Es könnte sein, dass, wenn die Öleinkäufe aus Russland auf null heruntergefahren werden, die russischen Einnahmen trotzdem hoch bleiben, während die EU vielfach negativ davon betroffen wird, kurz- wie langfristig. Paradoxerweise könnte ein Embargo sogar ein Vorteil für Russland bedeuten, jedenfalls kurzfristig, und ein Nachteil für die EU und die Weltwirtschaft.

Daher wird zeitgleich auch über eine Preis-Obergrenze für Öl diskutiert, um den kompensatorischen Effekt auszuschalten.

Aber einer solchen Obergrenze müssten viele Staaten der Welt zustimmen, was nur schwer vorstellbar ist. Zudem könnten westliche Länder aufgrund der Vorlaufzeit bis zum Embargo versuchen, Öl, Benzin und Kerosin auf Vorrat zu kaufen und damit die Embargo-Wirkung schwächen. Natürlich wird Russland auch weiter an China, Indien und andere Abnehmer Öl verkaufen.

Die russische Ökonomie kann daher, so die Financial Times, ein EU-Öl-Embargo durchaus verkraften. Die Frage sei, ob die logistischen Herausforderungen eines Lieferumschwungs Richtung Asien gemeistert werden. Zum Beispiel sind die Transportwege komplizierter und kostenintensiver. Nach Indien geht es nur per Schiff durch den Suezkanal. Das Land möchte auch nur 70 Dollar pro Barrel Öl zahlen.

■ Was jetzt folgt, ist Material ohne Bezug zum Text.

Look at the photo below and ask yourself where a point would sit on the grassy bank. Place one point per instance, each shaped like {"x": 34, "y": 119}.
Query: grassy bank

Die Frage ist zudem, ob die Strafmaßnahme gegen Russland überhaupt sinnvoll ist, um Frieden zu schaffen. Sicherlich sollte der Angriffskrieg so schnell wie möglich beendet werden. Aber ist dafür das Embargo wirklich das richtige und angemessene Mittel?

Der Importstopp wird den Krieg aller Wahrscheinlichkeit nach nicht verkürzen können, aber die russische Führung enger an China anbinden und die Fronten verhärten. Internationale Kooperation, in vielen Fragen wie der Klimakrise, Migration oder auch beim Abbau der Atomwaffenarsenale notwendig, wird kaum mehr möglich sein.

Außerdem stellt sich die Frage, ob ein Embargo, wenn es derart umgesetzt werden kann, dass es Russland ökonomisch tatsächlich unter Druck setzt, nicht vor allem die russische Bevölkerung am Ende treffen wird.

So sind die Einnahmen aus dem Ölverkauf für Russland bis zu viermal wichtiger als die aus dem Gasexport, wie Gunter Deuber, Leiter der Forschungsabteilung bei der Raiffeisen Bank International in Wien, im Deutschlandfunk sagte. Allein bei Gazprom arbeiten eine halbe Millionen Menschen. Die Erwerbslosigkeit stiege kolossal an, prognostiziert der Energieexperte Michail Krutichin.